Fossil Tracks May Record Ancient Humans Hunting Giant Sloths

The tracks suggest a human—perhaps in search of food—closely followed the movements of the massive creature

Sloth Fight
Alex McClelland, Bournemouth University

New Mexico's White Sands National Monument is a desolate place; sparse vegetation pokes up throughout its salt flats and white gypsum dunes. But the area wasn't always a barren landscape. At the end of the last Ice Age, about 10,000 to 15,000 years ago, it was home to the massive Lake Otero. When the water receded, it opened up an area of expansive mudflats—a canvas to record tales of life at the lake.

Researchers recently identified a particularly curious tale: ancient humans tracking a giant sloth. As Ed Yong reports for The Atlantic, scientists spotted a set of giant sloth footprints with human prints nestled inside, suggesting that the ancient people were closely tailing the lumbering beast.

Last year, Matthew Bennett of Bournemouth University in the U.K. was excavating a set of the large apostrophe-shaped ground sloth tracks when he noticed a human print within one of them. Upon following the track, he found another double print, and another—eventually uncovering 10 in all.

The tracks suggest the human was following the sloth relatively closely, Yong reports. If the sloth was following the human, its massive footprint would have obliterated the human tracks. Conversely, if the human stepped into the sloth tracks at a later time—after the sloth tracks had dried—it would have left a distinctive pattern.

“It really does look like they were contemporaneous,” Anthony Martin, a trace fossil expert at Emory University tells Yong. “This is a common problem we have with dinosaur tracks: We have something that looks like following behavior, but could have been offset by days or weeks. Here, the humans maybe had the sloth in sight.” The research appears in the journal Science Advances.

Sloth Print
One of the sloth prints with the human footprint inside. Matthew Bennett/Bournemouth University

The larger question is what, exactly, the stone-age human was doing tracking the beast. Ground sloths were very different from the ugly-cute meme-bait tree sloths we have today. These muscular giants had fierce claws and ranged in size from something akin to a golf cart to the size of an elephant.

If humans actually hunted them, it would have had to be a team effort. In this most recent paper, Bennett and his co-authors suggest just that. While most ground sloth tracks move in fairly straight or curving lines, the track with the human prints zig-zag, which means that the animal may have been trying to avoid hunters. As Yong reports, another set of human prints—which were much fainter, as if the person was moving on tiptoes—approaches from the opposite direction. At the end of the sloth track the sloth prints move in a circle, and there are claw marks on the ground, which the researchers interpret as the sloth rearing up on its hind legs and flailing its claws around.

Bennett’s team interprets the prints as hunting ambush. “While it was being distracted and turning, somebody else would come across and try and deliver the killer blow,” he tells Matthew Stock at Reuters. “It’s an interesting story and it’s all written in the footprints.”
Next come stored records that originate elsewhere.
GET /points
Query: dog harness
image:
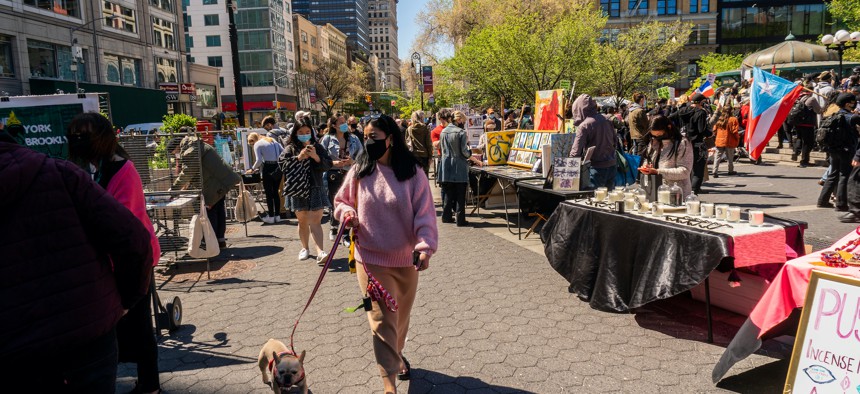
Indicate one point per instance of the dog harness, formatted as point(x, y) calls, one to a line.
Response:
point(272, 368)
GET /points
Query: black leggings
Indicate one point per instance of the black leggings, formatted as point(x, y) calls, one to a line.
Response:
point(270, 187)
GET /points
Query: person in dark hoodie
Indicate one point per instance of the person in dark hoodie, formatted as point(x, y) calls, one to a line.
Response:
point(592, 129)
point(67, 275)
point(693, 120)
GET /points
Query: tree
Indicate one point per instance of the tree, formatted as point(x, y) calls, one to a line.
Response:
point(334, 82)
point(642, 58)
point(848, 11)
point(525, 53)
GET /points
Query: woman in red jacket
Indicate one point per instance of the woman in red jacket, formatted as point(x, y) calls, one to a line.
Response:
point(93, 146)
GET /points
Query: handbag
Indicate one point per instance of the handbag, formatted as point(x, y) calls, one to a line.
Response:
point(202, 232)
point(245, 209)
point(297, 177)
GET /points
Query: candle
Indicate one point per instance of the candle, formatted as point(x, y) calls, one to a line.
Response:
point(707, 210)
point(756, 218)
point(720, 211)
point(693, 208)
point(663, 196)
point(733, 214)
point(629, 204)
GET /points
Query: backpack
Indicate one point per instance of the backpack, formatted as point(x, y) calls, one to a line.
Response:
point(800, 113)
point(831, 134)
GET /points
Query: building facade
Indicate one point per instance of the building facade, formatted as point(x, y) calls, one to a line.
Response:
point(266, 53)
point(382, 16)
point(348, 16)
point(114, 46)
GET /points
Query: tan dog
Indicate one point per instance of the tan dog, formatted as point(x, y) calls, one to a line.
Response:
point(287, 370)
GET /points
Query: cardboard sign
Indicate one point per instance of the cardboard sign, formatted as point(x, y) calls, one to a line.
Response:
point(826, 355)
point(566, 172)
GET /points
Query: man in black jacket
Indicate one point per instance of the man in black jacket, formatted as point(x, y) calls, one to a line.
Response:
point(694, 124)
point(74, 260)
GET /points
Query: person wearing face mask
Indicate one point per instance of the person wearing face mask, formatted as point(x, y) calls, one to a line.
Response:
point(669, 154)
point(309, 211)
point(343, 147)
point(387, 199)
point(93, 146)
point(454, 166)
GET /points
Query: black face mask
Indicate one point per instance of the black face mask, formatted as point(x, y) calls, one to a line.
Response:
point(375, 148)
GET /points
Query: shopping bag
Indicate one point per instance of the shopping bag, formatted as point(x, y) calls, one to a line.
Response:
point(202, 232)
point(246, 211)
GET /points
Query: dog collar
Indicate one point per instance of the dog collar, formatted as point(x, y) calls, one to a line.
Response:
point(272, 367)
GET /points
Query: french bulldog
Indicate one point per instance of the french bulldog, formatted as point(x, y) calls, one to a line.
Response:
point(287, 369)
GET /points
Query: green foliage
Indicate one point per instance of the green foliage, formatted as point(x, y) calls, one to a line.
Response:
point(525, 53)
point(642, 58)
point(172, 123)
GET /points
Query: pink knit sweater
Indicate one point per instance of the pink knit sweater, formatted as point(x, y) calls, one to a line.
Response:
point(394, 217)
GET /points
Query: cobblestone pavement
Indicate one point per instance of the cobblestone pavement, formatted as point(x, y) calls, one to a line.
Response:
point(490, 316)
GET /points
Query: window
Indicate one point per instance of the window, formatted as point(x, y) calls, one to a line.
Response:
point(53, 61)
point(124, 17)
point(213, 41)
point(6, 69)
point(67, 7)
point(667, 7)
point(637, 7)
point(210, 20)
point(165, 70)
point(122, 70)
point(699, 35)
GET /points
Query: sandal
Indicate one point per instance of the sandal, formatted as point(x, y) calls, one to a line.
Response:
point(405, 375)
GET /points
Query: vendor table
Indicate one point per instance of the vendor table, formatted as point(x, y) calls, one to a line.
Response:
point(771, 316)
point(618, 262)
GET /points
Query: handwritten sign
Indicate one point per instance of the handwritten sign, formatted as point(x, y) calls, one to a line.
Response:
point(826, 356)
point(566, 173)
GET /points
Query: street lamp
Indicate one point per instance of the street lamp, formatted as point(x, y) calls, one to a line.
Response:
point(77, 52)
point(416, 57)
point(839, 42)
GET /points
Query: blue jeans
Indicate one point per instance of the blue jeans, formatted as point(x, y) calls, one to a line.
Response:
point(602, 177)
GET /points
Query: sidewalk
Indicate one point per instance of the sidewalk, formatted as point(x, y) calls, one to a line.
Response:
point(491, 316)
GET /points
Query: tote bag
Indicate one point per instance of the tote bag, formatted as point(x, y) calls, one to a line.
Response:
point(297, 177)
point(201, 231)
point(245, 209)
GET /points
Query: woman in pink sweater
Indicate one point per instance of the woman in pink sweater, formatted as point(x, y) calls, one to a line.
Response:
point(387, 199)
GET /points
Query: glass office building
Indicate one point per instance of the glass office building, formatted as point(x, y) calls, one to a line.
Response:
point(348, 16)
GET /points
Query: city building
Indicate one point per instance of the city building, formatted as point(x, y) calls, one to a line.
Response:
point(382, 17)
point(746, 27)
point(348, 16)
point(266, 53)
point(120, 47)
point(702, 14)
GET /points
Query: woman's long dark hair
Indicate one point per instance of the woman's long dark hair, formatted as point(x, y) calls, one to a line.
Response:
point(661, 122)
point(403, 162)
point(103, 141)
point(294, 136)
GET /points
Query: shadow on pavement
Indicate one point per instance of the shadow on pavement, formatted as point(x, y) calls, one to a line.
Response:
point(768, 378)
point(424, 381)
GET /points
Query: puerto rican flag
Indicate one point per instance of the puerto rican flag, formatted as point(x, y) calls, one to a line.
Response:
point(770, 101)
point(706, 89)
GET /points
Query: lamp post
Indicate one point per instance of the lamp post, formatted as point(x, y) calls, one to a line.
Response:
point(416, 57)
point(839, 42)
point(77, 52)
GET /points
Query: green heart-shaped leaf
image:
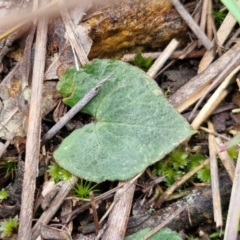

William Harcourt-Smith, a paleoanthropologist at Lehman College and the American Museum of Natural History tells Laura Geggel at LiveScience that the study is well done, but there are potential alternative explanations. It’s a little odd and seems unnecessary that the pursuer step directly in the sloth prints, which would have required a much wider than normal stride. It could just be a human goofing around. “How many times have children, or even adults, followed in the footsteps of others in the snow or sand, simply for the fun of it?” he asks.

Bennett acknowledges that’s a possibility. “It’s really difficult to rule that out,” he tells Yong. “But I think that’s highly unlikely. These were fearsome animals. They had claws like Wolverine. I wouldn’t have wanted to go head-to-head with one. It would be a very silly risk to take.”

As Sid Perkins at Science reports, the tracks also add to the long debate about whether the mass disappearance of megafauna, including mammoth, giant sloths, sabre-toothed cats, giant armadillos, giant beavers and other huge animals went extinct because of the changing climate or if human hunting pushed them over the edge.

While some researchers doubt that humans with stone-tipped spears could successfully hunt some of these creatures, a 2016 study in Science Advances suggests that the one-two punch of a rapidly changing climate and human hunting pressure ended the age of giants. The new study certainly isn't conclusive proof of the link, but it at least places humans and megafauna in the same place at the same time.

White Sands may eventually reveal even more interesting interactions. The site contains hundreds of thousands of tracks, Bennett tells Geggel. It is likely the largest palimpsest of human and animal activity found in North America—and perhaps the world.

Editor's note April 30, 2018: An earlier version of this article mistakenly stated the human footprint was 20 inches long. The human footprints are around 5 inches long while the sloth prints are up to 22 inches long.